Revo HealthBloomington, MN
1dHybrid

About The Position

The Billing & Denial Specialist is responsible for managing all aspects of accounts receivable billing for Ambulatory Surgical Centers (ASC). This role ensures accurate claim processing, timely follow-up, and effective communication with patients, insurance providers, and internal teams. This is a full-time position working Monday through Friday 7:30am-4:00pm. Opportunity for hybrid to fully remote after training is completed. Revo Health is a professional services company that partners with multiple healthcare groups to deliver exceptional patient care.

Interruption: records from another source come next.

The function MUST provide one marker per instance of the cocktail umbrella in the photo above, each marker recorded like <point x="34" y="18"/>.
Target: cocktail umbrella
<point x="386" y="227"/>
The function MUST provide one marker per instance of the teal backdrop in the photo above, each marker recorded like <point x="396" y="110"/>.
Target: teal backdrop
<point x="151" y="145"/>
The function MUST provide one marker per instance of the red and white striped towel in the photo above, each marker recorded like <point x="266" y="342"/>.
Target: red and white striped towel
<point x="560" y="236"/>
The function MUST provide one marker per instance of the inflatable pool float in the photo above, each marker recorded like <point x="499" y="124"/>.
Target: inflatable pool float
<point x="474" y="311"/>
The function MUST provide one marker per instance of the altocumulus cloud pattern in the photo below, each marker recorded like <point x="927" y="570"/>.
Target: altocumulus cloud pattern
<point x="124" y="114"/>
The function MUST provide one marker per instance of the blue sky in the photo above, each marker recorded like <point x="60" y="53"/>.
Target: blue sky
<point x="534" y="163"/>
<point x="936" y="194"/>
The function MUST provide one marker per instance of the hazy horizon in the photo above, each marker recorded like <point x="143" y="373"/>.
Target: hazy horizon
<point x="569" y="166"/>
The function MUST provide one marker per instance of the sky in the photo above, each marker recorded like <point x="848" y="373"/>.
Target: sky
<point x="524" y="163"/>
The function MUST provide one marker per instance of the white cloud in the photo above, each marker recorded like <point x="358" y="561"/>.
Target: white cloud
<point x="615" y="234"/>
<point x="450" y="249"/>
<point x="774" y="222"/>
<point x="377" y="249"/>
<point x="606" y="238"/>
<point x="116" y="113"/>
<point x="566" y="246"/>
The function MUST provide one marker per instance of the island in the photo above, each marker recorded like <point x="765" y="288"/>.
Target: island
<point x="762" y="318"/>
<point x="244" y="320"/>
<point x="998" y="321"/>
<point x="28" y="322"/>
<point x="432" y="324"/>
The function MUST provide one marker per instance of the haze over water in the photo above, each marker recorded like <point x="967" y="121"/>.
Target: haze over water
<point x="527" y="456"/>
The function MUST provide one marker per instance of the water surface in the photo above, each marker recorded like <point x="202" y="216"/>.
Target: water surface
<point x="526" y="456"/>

This position will be employed by Revo Health, working closely with Infinite Health Collaborative (i-Health) and its operating divisions.

Requirements

  • High School Diploma or GED required.
  • Prior experience in health insurance billing is essential
  • Adhere to company policies, procedures, and ethical standards.
  • Complete required training and comply with applicable laws and regulations (e.g., HIPAA, OSHA).
  • Demonstrate reliable attendance and punctuality.
  • Work onsite during business hours and travel independently within the clinic, office, or surgery center.
  • Perform physical tasks such as bending, lifting, standing, and sitting for extended periods.
  • Manage workload efficiently, handle interruptions, and meet deadlines.
  • Communicate professionally and respectfully with patients, team members, and leadership.
  • Prioritize tasks and adapt to changing operational needs.
  • Apply logical reasoning to solve problems and follow instructions effectively.
  • Operate office equipment and phone systems proficiently.
  • Work independently with minimal supervision.
  • Travel to other work locations as needed.

Responsibilities

  • Serve as the primary point of contact for patient and insurance inquiries related to receivables.
  • Monitor and take timely action on claims in the PMHST workflow queue.
  • Build and maintain collaborative relationships with ASC teams and affiliated physician groups.
  • Review and refile rejected claims as necessary.
  • Identify and resolve claim rejections using clearinghouse tools (Waystar and PMHST).
  • Manage insurance denials through the workflow queue and denial management processes.
  • Conduct follow-up on unprocessed insurance claims.
  • Prepare and submit appeals for services that were not processed correctly.
  • Review aging reports with leadership to determine next steps for unresolved claims.
  • Communicate payer updates to leadership and team members.
  • Maintain working knowledge of CPT and ICD-10 coding guidelines.
  • Perform other duties as assigned.

Benefits

  • Employees working 30+ hours per week (60 hours per pay period) are eligible for our Medical (w/Maternity Bundle), Dental & Vision plans, as well as Tuition Reimbursement.
  • All employees, regardless of hours, are eligible for 401(k) w/ Profit Sharing, Employee Assistance Program, Lifetime Fitness Subsidy, Car Rental discounts, Home, Auto, & Pet insurance savings programs & more.